和她那时为上官惊灏所擒不同,她和上官惊骢是心甘情愿的……何况,前者和她并没肌肤之实,上官惊骢却……在他不曾看到的地方,他们做过最亲密之事。 
那次为上官惊骢受上官惊灏一剑,只要翘楚回不来了,他死了,也成。 
现在他恨不得杀了上官惊骢,但他却不能杀他。
他狠狠握拳,几乎便要拂袖将桌上所有东西卷摔破,但却很快用另一只手狼狈的将之握住,仍轻手轻脚出了屋子。 
老铁几人全候在院里。
他挥退了其他内侍,在院中石椅坐下,众人看他衣上血迹,还没从原来的惊悸中出来,便又变成了忧心。 
老铁问,“爷,翘主子她可还好?” 
新帝没有说话,只知道,她虽答应了他,但若按这样哭闹下去,身。体必败。 
有内侍将燕紫熙领过来,燕紫熙将一幅画和信笺交到景平手上,拍拍新帝的肩,“紫熙妻弟的情况都写在笺上了,紫熙也不多说了,燕王催得急,明日就启程回国,皇上好生珍重。” 

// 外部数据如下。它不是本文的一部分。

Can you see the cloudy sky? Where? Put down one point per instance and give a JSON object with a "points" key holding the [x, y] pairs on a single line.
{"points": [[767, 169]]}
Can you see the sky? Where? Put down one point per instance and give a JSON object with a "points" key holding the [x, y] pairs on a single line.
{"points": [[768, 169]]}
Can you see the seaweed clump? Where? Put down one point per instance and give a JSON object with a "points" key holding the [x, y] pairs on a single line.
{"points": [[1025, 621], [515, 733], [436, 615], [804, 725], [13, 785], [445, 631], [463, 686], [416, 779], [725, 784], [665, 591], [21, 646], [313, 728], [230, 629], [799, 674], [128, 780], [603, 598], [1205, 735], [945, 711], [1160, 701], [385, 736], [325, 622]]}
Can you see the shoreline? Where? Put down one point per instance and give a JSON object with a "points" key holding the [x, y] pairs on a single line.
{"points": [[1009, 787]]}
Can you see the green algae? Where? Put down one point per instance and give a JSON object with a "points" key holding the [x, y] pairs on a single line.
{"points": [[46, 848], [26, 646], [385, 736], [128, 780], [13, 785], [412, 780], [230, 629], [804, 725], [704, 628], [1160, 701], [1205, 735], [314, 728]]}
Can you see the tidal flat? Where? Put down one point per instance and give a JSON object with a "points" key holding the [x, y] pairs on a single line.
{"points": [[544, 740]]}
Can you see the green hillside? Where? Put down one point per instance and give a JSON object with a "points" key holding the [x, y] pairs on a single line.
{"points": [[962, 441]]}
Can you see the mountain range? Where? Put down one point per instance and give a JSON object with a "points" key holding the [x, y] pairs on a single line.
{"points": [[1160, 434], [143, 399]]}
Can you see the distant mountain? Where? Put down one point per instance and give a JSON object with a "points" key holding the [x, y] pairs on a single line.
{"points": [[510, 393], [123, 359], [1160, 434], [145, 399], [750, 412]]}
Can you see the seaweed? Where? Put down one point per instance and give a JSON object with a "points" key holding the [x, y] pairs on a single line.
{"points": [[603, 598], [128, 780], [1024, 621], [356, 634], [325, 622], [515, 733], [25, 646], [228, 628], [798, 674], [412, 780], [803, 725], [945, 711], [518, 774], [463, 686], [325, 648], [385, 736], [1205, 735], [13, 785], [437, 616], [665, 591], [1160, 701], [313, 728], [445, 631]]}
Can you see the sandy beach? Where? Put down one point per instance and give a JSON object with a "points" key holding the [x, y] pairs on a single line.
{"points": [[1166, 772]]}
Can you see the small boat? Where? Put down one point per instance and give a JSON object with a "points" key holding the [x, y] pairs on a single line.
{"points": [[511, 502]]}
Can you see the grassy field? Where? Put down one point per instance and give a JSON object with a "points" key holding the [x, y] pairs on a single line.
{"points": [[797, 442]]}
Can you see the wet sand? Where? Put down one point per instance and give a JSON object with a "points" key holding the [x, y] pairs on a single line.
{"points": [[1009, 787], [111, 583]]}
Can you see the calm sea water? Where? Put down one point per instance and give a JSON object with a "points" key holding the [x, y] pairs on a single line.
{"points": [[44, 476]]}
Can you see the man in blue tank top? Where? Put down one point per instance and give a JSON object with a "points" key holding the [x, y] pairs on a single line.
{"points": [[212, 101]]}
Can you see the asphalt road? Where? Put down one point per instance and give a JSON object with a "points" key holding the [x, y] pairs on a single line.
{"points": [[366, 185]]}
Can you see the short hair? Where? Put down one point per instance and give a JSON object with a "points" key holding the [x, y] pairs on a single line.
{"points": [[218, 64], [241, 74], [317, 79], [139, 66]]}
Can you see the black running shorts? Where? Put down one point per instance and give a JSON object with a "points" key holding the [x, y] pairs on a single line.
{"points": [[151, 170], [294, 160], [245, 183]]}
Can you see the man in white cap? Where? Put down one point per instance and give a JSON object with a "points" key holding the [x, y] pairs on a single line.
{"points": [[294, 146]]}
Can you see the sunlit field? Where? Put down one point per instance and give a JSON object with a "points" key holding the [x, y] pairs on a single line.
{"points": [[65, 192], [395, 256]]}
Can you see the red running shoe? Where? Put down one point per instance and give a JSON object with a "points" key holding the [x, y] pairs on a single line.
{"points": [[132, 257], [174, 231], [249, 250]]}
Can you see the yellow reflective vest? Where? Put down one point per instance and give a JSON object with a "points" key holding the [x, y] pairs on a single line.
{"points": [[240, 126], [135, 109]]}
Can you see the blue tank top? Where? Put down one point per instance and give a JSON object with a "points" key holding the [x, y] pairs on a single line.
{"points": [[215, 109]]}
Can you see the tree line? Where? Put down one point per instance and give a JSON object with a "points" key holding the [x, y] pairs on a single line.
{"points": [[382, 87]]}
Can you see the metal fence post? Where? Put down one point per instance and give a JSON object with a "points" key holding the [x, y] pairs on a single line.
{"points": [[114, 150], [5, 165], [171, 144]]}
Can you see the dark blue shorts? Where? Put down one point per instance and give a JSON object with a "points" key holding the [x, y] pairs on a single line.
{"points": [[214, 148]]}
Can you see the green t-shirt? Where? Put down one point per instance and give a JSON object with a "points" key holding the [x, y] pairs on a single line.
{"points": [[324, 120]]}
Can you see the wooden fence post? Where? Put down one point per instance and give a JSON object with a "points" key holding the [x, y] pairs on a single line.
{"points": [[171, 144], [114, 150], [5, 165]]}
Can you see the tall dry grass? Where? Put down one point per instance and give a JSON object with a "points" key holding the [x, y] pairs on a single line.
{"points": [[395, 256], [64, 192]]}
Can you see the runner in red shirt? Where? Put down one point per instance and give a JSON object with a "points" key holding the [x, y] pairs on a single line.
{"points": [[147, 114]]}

新帝也一拍燕紫熙肩膊,缓缓道:“珍重,你我份属朋友,你交托之事,惊鸿务必尽力。” 
燕紫熙颔首,也不再说谢,只低道:“惊鸿,也许因为我们都站得太高……有些事,紫熙也是过来的人,你我一见如故,承蒙你视紫熙为朋友,紫熙有一言相劝,对事,可强硬,对人,亦可强硬,唯独对某个人,有时只怕绝不可强硬。你对所有事情都高瞻远瞩,但翘妃这里……” 
…… 
直到燕紫熙消失在殿外,众人只见新帝还一动不动坐在石椅上,方明提议道,爷,不若将四大和美人两位姑娘请过来服侍翘主子,指不定……燕候爷话里约摸也是这个理儿。” 
上官惊鸿虽已登基,但外人面前,他们才改称谓。 
新帝闻言,猛地抬头,“不,任何能让她产生依赖的人都不能在她身边。” 
他自午后变得残冷的眸光里寒芒闪烁,众人一瞬都惊住,为这位主子几近疯狂的占有欲。 
她要小蛮眼里只有他。 
新帝却又突然淡淡道:“燕候是有道理的。” 
他说着轻声吩咐了景平和景清几句,快步进了屋,却留下众人面面相觑,新帝到底在想什么? 
* 
小蛮醒来的时候,新帝已不在屋里。 
但有几名宫女在一名女官带领下恭敬侍着。 
女官说皇上早朝去了,娘娘有什么只管吩咐她。 
小蛮觉得眼睛又酸又涩,脸上粘糊糊的,女官已灵活地吩咐下面准备浴汤。 
小蛮沐浴完,散了头发,在桌边呆呆坐着,也不想去碰桌上丰盛的早膳。 
昨晚惦念着上官惊骢,又怕孩子有事,方强迫自己吃了几口。 
她也知道自己不吃不行,肚里的孩子会坏掉,但她无论如何都吃不下,嗅到食物的气味已经想吐。 
想起上官惊骢。 
只觉满心绝望。 
门外突然传来景清的大嗓门,“哥,到我值班了。” 
“小点声儿,莫吵到翘主子。” 
“哥,没想到又回到睿王府那个时候的日子了,那时翘主子跟爷置气,爷也是派我们几个轮流守着……只是那时的翘主子比现在可亲多了,爷才会那么喜欢,爷喜欢性情恬静的女子,可惜,现在的翘主子虽哭闹让人烦,但爷得不到,还是放不开。若她顺着爷,像是翘容那种性子,爷只怕很快就弃之如履。” 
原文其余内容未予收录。